Охранники заводят меня в маленькую комнатку и закрывают дверь.
— Садись, — один из них показывает на стул, стоящий у крошечного стола.
Я сажусь.
— Ты позволишь? — другой берет мой рюкзак. Киваю. Что тут еще сделаешь, не скажешь же «Нет?» Постепенно до меня доходит, какая же гадость — вся эта их искусственная вежливость. Мужики затаскивают меня в каморку, запирают, роются в моем рюкзаке, не забывая при этом добавить все эти «Ты позволишь» и «Будь так добра», чтоб никто-никто не смог сказать, что они лишают меня свободы и совершают самое настоящее насилие — а ведь так оно и есть на самом деле. Я же ни в чем не виновата.
— Вот оно!
Я поднимаю глаза.
Один из охранников вытаскивает из моего рюкзака зеленую картонную коробку.
— Что? — я хочу встать и посмотреть, что это, но второй охранник кладет руку мне на плечо и вжимает в стул.
— Не шевелись.
Я сижу и таращусь на коробку. Что там? И как она оказалась в моем рюкзаке?
Охранник положил коробку на стол передо мной.
— Вот ты странная. Другие девчонки крадут косметику или тряпки. Ты — первая, кто украл туристическую плитку.
Они смеются. Я не свожу взгляд с коробки. На ней черными буквами написано «Плитка походная».

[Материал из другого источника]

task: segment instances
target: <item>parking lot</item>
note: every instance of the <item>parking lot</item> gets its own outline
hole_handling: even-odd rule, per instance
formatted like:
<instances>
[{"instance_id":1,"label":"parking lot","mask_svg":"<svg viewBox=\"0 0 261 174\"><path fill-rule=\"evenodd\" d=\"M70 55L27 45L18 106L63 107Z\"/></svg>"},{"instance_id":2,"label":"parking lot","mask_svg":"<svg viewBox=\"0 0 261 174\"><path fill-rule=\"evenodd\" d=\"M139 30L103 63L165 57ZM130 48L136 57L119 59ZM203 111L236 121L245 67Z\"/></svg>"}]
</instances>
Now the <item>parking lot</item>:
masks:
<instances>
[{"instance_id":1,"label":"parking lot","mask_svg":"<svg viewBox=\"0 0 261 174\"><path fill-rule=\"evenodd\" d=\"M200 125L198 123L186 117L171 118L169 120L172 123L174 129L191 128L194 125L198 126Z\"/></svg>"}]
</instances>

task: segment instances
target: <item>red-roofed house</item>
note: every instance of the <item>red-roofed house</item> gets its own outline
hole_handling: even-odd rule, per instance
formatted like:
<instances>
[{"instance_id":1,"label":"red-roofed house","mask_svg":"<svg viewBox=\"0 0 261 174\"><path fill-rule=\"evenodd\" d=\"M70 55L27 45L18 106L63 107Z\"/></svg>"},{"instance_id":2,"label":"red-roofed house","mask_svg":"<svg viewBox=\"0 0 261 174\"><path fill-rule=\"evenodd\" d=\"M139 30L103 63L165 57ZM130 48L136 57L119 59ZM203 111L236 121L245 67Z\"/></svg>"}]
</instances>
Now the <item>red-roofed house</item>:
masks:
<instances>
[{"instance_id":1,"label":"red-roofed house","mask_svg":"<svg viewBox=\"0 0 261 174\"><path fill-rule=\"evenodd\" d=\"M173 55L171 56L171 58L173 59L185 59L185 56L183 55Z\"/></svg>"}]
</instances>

Охранник кладет передо мной формуляр.
— Заполни это и подпиши. И даже и не думай о том, чтобы указать вымышленное имя. Полицейские скоро будут тут и они выяснят, что к чему.
Охранники вышли из каморки. А потом я услышала, как закрывается замок. Секунду я чувствую только облегчение! Они ушли. И в следующую же секунду я ясно понимаю: я сижу, запертая в комнате охраны «Уолмарта», где-то в Америке и вот-вот появится полиция, чтобы меня арестовать.